Electrochemical behavior of rolled Pb–0.8%Ag anodes

In this paper, the oxygen evolution kinetics and oxide layer properties of Pb–0.8%Ag rolled alloy anodes obtained over 15 days of galvanostatic electrolysis in acid zinc sulfate electrolyte solution were investigated using anodic polarization curves, quasi-stationary polarization (Tafel), and electrochemical impedance spectroscopy techniques. The microscopic morphology and phase composition of the anodic oxide layers were observed by scanning electron microscopy and X-ray diffraction, respectively. The activity and reaction kinetics of the anodes varied noticeably during electrolysis, indicating the formation and stabilization of the anodic oxide layer. With increasing electrolysis time, the potential and overpotential of oxygen evolution of the anodes mainly presented a declining trend, whereas their electrode surface exchange current density demonstrated a rising trend. This depolarization can be accounted for by the increasing roughness of the anodic surface and the catalytic effect of increasing β-PbO2 content.
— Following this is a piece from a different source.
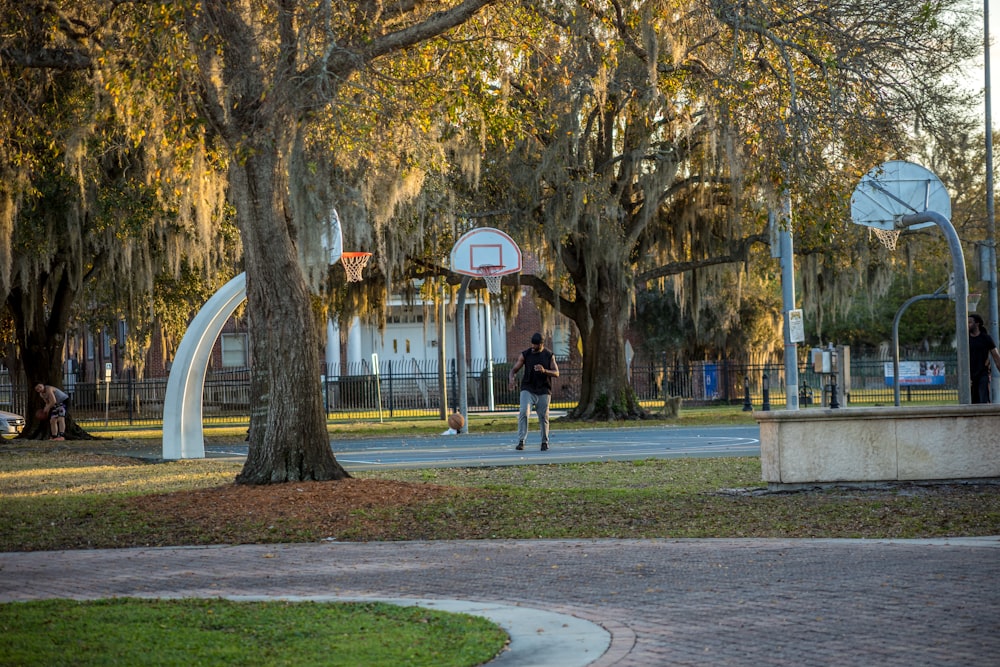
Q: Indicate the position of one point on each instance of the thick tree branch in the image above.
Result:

The anodic oxide layer obtained after 15 days of electrolysis presented the most compact and the best regular structure among five experimental samples. The corrosion phases of the anodic oxide layers mainly consisted of PbSO4, PbO, α-PbO2, and β-PbO2. With increasing electrolysis time, the α-PbO2 content presented a declining trend, whereas the β-PbO2 content demonstrated a rising trend. α-PbO2 and β-PbO2 showed preferential growth orientations toward the (111) and (101) planes, respectively.